Danilo: Tudo isso é lindo, é verdade, eu assumo, eu admito e no fundo até já saiba de tudo isso, mas não sei se quero sair dessa. Vivo tantos anos com essa tortura que ela já faz parte de mim, já me tornou um masoquista. Me entreguei a ela e agora ela me domina. Sou um resignado. Sinto muito se você é mais um prejudicado de minha realidade, mas... Realmente não sei, só sei que vivo bem não vivendo.
Reflexo: Viver é uma arte, todos nascem com esse dom, a arte é um dom inerente a todo ser humano e não onera ninguém. Você nasceu construído e se desconstruiu ao longo de sua tão jovem vida...
Danilo o interrompe e retruca: Não! Eu fui desconstruído, é diferente, eu fui abatido com 7 tiros a avaria! A vida, o destino, Deus... seja lá quem que se responsabilize disso me mirou e acertou no alvo.
Reflexo: Você não foi abatido Danilo, você esta vivo! Você não morreu fisicamente e nem tampouco mentalmente. Enquanto sua mente funcionar haverá vida, mesmo que seu corpo degradável não existir mais, mas a mente perdura eternamente e saiba que a mente tem que estar sempre uma passo à frente da emoção (coração). Você simplesmente vive ignorando a sua importância para TODOS, inclusive para mim.
Danilo: Eu sou sedento de pai, eu sou sedento de leveza de alma e consciência. Eu vivo e vivo com sonhos, eu tenho sonhos.

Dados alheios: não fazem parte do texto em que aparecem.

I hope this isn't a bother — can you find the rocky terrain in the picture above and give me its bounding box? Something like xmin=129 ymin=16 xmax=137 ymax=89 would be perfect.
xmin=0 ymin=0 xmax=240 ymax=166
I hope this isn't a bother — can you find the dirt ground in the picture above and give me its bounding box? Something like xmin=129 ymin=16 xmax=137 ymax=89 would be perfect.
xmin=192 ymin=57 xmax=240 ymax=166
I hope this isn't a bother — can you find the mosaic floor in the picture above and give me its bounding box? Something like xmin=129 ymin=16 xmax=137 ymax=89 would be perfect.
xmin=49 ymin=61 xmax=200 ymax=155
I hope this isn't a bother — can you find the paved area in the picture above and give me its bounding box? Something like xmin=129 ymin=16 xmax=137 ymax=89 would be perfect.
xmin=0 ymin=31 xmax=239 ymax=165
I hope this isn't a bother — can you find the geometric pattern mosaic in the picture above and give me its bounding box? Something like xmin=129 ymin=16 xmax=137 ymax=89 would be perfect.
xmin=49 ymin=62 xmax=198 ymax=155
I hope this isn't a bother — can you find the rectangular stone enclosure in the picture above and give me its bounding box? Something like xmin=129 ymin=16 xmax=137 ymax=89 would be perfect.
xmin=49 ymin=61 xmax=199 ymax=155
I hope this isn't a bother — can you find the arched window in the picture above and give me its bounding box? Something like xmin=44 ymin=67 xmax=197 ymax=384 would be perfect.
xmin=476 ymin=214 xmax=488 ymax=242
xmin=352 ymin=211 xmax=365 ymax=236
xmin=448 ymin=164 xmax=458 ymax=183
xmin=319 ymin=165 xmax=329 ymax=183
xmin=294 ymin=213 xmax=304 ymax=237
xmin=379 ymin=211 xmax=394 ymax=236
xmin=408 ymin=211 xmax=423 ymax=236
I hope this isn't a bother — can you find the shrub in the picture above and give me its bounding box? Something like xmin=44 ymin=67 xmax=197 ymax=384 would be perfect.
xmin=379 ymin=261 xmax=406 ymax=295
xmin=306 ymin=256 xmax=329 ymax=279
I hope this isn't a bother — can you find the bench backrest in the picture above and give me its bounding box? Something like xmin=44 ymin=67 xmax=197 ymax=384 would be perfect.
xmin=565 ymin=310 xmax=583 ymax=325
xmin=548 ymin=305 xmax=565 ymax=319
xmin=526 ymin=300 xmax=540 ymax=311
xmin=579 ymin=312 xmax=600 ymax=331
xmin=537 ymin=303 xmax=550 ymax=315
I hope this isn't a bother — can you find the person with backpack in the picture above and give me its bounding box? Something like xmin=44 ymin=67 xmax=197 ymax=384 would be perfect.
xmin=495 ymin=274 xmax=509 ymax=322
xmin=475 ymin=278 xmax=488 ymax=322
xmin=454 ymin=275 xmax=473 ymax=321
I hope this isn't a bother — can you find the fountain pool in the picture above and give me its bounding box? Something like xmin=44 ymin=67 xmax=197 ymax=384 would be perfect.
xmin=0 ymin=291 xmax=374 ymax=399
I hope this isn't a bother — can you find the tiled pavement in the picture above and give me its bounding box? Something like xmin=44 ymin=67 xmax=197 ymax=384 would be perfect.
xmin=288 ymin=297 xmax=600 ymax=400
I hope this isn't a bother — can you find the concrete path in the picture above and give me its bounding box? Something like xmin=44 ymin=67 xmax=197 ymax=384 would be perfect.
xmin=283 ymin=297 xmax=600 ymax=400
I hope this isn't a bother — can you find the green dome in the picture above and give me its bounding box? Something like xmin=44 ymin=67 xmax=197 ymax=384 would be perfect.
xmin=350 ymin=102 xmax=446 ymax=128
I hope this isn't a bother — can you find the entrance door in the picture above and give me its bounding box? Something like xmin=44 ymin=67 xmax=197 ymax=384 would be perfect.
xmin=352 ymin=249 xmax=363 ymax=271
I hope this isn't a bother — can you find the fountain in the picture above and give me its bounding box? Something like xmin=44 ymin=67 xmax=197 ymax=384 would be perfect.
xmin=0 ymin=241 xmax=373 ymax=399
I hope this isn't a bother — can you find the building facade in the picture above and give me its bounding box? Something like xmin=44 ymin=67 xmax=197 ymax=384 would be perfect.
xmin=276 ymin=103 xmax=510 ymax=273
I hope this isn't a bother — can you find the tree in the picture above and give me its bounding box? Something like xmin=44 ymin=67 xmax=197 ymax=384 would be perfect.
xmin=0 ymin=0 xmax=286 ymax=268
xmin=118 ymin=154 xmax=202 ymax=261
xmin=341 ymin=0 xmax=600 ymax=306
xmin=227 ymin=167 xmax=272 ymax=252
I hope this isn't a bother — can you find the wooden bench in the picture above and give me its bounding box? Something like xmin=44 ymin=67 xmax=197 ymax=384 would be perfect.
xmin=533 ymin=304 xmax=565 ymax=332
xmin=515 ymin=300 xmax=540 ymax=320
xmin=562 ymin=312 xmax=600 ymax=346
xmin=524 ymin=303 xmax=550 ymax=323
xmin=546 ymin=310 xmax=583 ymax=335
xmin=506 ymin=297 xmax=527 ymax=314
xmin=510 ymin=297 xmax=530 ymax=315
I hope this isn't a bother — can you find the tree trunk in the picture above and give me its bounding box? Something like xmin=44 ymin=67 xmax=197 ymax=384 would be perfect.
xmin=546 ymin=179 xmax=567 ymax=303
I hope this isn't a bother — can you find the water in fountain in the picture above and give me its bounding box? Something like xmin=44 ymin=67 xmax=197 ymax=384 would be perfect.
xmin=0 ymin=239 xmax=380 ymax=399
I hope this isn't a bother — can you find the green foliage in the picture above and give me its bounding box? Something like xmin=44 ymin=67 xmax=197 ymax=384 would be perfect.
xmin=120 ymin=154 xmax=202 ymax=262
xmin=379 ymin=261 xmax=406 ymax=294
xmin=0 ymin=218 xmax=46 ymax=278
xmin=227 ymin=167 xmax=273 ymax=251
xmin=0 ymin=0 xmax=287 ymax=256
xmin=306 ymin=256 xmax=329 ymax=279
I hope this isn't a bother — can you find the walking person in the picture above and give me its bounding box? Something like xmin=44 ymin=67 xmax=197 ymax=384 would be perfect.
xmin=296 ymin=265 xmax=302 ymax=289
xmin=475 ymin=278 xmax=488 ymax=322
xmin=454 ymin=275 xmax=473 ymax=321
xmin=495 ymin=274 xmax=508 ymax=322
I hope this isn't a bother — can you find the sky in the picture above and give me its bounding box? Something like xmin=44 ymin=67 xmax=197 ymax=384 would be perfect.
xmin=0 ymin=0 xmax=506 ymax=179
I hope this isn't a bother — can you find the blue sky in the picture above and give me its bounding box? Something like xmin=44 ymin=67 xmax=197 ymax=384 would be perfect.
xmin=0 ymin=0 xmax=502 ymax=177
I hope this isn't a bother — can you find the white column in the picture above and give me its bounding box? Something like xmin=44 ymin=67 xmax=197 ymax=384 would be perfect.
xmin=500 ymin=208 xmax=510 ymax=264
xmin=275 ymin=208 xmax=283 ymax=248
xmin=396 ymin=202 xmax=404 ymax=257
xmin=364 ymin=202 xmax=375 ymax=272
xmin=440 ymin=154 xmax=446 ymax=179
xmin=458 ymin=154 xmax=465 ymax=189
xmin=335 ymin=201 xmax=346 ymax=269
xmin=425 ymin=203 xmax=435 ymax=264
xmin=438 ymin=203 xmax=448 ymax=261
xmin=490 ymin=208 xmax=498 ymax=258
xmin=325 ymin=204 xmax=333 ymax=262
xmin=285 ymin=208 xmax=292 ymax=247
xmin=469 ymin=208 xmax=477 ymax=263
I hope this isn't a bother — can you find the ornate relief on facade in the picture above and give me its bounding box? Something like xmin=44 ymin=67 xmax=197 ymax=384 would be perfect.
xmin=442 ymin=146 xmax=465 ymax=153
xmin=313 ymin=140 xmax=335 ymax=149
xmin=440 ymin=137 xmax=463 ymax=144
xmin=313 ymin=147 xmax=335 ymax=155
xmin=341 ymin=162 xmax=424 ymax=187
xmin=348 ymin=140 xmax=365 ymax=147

Reflexo: Sonho é o óleo lubrificante que permite o movimento da engrenagem da vida! Você tem vida não porque seu coração pulsa, você respira, sua matéria não pereceu ou coisa do tipo. Você ainda vive porque tem sonhos, fantasias e isso te torna uma pessoa linda, um ser lustroso, mas a sua mente é caótica, completamente fora da realidade da vida. E isso tudo é assim porque você não fechou a conexão de seu coração com sua mente. A raiz de seu mal é seu kardia (coração em grego). Ele te envenena dia pós dia. Liberte-se de achar que você foi a causa da morte de seu pai, esse é um pensamento frívolo. Não existem regras para as coisas acontecerem, elas simplesmente acontecem, desimportante qual seja o canal de realização ou promoção.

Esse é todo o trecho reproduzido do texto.